The Delegation’s Communique for the 40th PCB Meeting is already out. Please download the Communique here. The French, Russian and Spanish versions of the Communique are also available.
Tags: 40th PCB Meeting
40th PCB MEETING
Agenda Item 9: HIV Prevention 2020: A Global Partnership for Delivery
To be delivered by: Marsha A. Martin, NA Delegate
Thank you Mr Chair,
We, the NGO delegation, welcome the establishment of the Global Coalition for HIV Prevention and invite UNAIDS to draft the Coalition’s agenda in partnership with communities and Civil Society Organizations. There is urgent need to work collectively on a global level to prioritize and target HIV prevention efforts both on structural levels with a location focus. There is also an urgent mandate to address a number of social and structural determinants, community and economic challenges, such as disproportionate exposure to violence, lack of access to health care, unyielding discrimination, stigma, racism, homophobia, transphobia and poverty, to name a few.
I want to share an important challenge today: Recently while speaking with a group of young men in the US about HIV prevention, I was saddened by their despair as expressed in statements like: HIV is,
“part of the party”
“just a matter of time” before I become infected
“making me afraid to go out” and meet people
“easier to get it over with.”
Colleagues and friends, we have missed the boat in prevention if those at risk believe HIV infection is an inevitability. We have proven and effective tools to prevent HIV infection. The question is, do we have the will. HIV infection should never be thought of as an inevitability. We, the NGO Delegation, invite the new Global Coalition to draft an agenda that is inclusive of the needs of all those at risk and to consider today’s landscape, and the complex and complicated challenges it presents.
We are learning we cannot treat ourselves out of this epidemic, prevention is key.
To be delivered by: Sonal Mehta, Asia Pacific delegate
The PCB NGO Delegation appreciates that often there is more flexibility in implementing programmes supported by Foundations.

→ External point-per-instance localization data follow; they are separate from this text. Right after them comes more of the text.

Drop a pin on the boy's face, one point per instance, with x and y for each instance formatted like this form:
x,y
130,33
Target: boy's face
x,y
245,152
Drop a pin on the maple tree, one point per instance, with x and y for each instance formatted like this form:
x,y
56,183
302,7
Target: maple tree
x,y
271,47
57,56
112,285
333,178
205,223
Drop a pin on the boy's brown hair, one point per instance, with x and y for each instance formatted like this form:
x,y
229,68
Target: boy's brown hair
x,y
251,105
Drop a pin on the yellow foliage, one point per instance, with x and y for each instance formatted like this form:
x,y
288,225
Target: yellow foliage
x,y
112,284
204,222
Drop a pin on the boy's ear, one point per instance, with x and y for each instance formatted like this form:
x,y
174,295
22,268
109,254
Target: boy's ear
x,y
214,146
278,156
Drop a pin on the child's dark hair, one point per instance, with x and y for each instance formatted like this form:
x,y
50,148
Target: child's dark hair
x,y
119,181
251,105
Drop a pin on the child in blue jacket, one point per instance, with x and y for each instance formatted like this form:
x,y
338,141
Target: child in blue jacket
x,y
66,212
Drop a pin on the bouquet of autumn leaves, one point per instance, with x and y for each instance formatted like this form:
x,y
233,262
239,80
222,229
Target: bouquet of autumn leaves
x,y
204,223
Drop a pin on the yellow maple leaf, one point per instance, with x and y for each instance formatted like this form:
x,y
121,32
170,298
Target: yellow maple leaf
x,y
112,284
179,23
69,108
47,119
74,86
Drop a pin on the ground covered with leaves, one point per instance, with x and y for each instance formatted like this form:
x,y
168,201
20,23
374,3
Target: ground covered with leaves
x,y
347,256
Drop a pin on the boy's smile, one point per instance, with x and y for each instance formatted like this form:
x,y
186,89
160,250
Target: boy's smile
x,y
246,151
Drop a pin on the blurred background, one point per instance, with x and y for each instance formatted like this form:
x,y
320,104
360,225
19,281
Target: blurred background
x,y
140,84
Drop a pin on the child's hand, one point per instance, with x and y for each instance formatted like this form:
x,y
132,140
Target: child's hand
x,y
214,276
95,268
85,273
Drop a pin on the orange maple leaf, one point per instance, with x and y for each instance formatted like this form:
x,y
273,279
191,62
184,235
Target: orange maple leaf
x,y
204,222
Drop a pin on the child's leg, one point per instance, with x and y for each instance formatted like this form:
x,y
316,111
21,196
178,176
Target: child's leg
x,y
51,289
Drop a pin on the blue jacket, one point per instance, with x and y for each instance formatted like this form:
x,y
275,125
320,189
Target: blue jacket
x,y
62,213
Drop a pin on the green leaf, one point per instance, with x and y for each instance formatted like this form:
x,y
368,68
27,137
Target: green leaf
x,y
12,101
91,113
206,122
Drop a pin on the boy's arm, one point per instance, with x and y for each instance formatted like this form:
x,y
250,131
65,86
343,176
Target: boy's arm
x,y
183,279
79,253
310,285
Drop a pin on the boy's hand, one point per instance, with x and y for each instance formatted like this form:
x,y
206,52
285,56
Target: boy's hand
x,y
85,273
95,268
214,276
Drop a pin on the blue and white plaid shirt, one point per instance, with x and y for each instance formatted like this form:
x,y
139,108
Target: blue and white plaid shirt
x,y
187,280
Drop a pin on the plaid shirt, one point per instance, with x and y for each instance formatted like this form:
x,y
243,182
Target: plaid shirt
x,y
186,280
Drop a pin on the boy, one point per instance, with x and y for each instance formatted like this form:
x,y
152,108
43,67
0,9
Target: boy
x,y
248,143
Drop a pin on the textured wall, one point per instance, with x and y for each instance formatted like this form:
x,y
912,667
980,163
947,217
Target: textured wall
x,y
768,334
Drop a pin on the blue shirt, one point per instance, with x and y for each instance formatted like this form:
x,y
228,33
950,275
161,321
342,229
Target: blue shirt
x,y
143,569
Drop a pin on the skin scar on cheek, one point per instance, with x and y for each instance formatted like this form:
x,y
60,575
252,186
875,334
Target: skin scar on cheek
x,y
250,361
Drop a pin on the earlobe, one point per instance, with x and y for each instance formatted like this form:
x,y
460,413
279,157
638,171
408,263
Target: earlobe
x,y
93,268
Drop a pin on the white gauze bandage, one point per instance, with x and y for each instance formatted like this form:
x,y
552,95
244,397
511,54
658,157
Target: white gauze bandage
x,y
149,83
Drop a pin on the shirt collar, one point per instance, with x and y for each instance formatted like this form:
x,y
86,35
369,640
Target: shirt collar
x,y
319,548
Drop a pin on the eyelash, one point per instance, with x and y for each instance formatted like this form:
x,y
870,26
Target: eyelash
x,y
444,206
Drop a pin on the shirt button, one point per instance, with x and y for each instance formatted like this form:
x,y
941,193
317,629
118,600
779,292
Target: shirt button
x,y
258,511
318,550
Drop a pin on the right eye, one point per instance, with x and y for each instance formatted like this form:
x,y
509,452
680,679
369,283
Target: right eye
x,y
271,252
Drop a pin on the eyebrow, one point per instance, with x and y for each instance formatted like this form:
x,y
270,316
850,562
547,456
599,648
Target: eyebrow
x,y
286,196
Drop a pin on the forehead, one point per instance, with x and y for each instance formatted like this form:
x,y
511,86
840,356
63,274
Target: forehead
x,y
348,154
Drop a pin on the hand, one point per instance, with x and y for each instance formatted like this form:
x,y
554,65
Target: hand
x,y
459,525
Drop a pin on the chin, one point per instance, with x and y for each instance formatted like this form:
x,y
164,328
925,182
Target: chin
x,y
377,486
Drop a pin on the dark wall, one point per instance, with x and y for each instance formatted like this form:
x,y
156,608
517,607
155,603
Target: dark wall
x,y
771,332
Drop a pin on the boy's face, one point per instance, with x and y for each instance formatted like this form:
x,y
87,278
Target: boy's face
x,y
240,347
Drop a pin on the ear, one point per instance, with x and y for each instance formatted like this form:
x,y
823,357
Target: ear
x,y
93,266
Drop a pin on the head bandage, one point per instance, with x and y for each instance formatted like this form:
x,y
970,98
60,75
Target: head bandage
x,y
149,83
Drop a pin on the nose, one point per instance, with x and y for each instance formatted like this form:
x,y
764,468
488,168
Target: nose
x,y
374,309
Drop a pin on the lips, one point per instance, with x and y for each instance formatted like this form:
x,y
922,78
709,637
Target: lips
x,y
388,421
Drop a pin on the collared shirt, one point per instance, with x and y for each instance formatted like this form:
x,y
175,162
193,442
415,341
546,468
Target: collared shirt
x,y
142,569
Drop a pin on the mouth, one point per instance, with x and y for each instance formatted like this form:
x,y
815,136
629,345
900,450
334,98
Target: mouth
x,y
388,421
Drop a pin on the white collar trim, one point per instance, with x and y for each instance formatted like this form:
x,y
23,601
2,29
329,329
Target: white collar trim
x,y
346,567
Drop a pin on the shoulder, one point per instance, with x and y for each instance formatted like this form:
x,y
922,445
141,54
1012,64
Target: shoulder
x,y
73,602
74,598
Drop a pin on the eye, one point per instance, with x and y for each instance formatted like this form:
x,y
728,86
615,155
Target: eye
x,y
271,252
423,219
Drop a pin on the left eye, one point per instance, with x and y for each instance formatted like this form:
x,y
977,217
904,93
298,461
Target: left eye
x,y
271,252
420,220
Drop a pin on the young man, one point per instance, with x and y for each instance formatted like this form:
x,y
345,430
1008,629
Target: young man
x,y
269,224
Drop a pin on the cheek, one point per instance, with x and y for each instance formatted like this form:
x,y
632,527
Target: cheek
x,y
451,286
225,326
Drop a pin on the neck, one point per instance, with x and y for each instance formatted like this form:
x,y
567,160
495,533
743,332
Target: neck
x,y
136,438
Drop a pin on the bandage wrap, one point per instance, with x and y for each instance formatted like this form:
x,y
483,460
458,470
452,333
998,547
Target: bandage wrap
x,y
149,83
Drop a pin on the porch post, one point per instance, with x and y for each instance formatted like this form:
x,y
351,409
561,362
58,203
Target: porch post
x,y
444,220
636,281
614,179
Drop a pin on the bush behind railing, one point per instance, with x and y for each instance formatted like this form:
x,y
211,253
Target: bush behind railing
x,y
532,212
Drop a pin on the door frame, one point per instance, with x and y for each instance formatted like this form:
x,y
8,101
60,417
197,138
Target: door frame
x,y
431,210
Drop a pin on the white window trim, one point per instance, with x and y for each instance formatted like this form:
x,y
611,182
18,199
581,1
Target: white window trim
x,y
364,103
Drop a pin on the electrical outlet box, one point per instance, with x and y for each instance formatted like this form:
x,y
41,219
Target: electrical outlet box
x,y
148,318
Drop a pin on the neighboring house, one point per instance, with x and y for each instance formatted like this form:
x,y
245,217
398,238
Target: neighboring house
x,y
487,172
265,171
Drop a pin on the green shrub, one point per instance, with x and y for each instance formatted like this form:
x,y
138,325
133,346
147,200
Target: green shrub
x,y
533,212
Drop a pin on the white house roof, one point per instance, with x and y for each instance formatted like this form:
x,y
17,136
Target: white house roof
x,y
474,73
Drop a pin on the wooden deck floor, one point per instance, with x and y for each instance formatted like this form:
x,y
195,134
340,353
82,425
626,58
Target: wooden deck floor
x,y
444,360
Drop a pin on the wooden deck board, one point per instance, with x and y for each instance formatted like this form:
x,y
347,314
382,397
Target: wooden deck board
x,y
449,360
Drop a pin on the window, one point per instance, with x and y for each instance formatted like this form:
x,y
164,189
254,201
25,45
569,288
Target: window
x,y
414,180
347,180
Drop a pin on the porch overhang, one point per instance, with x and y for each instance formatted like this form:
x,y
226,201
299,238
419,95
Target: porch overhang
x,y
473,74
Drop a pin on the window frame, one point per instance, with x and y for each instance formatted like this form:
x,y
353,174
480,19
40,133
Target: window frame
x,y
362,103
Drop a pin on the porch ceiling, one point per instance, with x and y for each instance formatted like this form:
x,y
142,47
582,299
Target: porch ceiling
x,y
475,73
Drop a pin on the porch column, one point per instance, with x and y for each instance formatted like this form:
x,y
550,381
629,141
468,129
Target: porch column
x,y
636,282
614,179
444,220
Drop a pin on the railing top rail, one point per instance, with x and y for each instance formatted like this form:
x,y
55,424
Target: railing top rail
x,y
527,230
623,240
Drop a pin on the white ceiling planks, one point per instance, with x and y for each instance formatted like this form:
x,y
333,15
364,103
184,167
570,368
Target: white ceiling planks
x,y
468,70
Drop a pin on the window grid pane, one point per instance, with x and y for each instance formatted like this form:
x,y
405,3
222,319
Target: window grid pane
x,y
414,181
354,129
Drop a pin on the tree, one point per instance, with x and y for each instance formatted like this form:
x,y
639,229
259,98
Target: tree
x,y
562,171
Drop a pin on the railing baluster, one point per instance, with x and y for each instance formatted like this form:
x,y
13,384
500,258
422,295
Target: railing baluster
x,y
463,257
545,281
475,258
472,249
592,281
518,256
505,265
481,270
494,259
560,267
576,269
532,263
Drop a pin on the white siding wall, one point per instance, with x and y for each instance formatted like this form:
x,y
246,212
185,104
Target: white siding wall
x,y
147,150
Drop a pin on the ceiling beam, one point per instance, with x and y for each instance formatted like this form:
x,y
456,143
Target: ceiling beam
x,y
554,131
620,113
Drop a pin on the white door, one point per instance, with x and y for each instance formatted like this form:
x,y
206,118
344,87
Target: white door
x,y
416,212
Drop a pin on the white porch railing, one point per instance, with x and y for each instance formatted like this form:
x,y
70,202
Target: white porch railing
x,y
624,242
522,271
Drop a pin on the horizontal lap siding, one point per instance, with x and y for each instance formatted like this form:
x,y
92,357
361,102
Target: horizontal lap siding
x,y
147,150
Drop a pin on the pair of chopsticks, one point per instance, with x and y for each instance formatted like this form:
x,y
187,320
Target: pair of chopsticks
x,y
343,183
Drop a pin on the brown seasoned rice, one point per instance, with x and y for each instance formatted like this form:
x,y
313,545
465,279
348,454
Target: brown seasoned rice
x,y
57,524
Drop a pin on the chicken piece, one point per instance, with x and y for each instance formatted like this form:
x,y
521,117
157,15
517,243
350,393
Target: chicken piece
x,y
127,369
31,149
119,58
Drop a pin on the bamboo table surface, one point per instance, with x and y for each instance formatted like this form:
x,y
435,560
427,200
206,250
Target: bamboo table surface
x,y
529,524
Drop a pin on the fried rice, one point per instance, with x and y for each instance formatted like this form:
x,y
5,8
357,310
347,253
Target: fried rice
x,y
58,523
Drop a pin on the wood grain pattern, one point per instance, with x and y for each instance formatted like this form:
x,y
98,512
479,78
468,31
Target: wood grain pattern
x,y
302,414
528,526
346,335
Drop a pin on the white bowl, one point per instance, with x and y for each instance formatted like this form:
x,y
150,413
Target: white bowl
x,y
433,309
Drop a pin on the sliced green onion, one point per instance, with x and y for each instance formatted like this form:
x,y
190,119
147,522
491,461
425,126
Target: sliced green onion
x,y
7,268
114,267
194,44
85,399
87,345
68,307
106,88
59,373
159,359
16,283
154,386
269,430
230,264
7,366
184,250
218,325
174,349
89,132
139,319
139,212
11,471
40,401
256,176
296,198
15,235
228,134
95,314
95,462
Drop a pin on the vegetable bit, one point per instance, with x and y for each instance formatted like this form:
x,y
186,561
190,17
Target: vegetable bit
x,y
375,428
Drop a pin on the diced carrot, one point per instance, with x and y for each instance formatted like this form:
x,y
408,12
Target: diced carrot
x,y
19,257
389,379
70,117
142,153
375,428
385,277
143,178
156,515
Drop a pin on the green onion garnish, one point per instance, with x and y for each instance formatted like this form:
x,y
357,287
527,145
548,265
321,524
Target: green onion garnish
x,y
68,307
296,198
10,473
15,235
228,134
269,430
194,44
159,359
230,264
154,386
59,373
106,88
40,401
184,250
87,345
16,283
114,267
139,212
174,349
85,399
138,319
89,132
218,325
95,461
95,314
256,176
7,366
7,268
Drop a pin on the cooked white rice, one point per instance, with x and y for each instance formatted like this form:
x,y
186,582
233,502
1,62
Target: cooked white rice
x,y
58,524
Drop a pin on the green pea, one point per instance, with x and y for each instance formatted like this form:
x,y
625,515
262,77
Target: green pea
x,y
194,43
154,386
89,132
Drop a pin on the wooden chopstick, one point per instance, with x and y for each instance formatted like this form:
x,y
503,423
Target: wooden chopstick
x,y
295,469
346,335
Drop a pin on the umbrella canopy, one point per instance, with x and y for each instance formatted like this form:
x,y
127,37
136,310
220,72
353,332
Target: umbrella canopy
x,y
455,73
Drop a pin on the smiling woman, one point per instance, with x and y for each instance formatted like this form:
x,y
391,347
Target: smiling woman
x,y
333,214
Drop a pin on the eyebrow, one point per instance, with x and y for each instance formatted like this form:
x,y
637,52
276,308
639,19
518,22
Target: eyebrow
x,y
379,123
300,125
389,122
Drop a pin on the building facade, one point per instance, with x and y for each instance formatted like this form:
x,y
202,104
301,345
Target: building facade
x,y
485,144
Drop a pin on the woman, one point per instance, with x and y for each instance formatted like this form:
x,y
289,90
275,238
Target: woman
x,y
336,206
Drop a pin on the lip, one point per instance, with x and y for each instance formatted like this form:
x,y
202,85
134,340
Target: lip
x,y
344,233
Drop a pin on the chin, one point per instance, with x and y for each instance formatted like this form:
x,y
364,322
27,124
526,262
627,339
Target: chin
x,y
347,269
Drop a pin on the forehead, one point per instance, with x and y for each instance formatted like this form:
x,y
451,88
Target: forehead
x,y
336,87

And therefore Foundations grants are probably the best support for work around structural barriers in HIV prevention – the intervention that can lead to most sustainable outcomes.
What is the commitment from the Gates Foundation to not merely invest in coalition but also on the ground in interventions, especially to middle-income countries that need such interventions since that is where highest number of concentrated epidemic countries belong and that is from where most bureaucratic donors are transitioning from. And especially to interventions that change policies, norms, and laws, not just service delivery.
And to UNAIDS: how can we ensure this investment in the refined model of resource mobilization that in allocating these resources will include communities?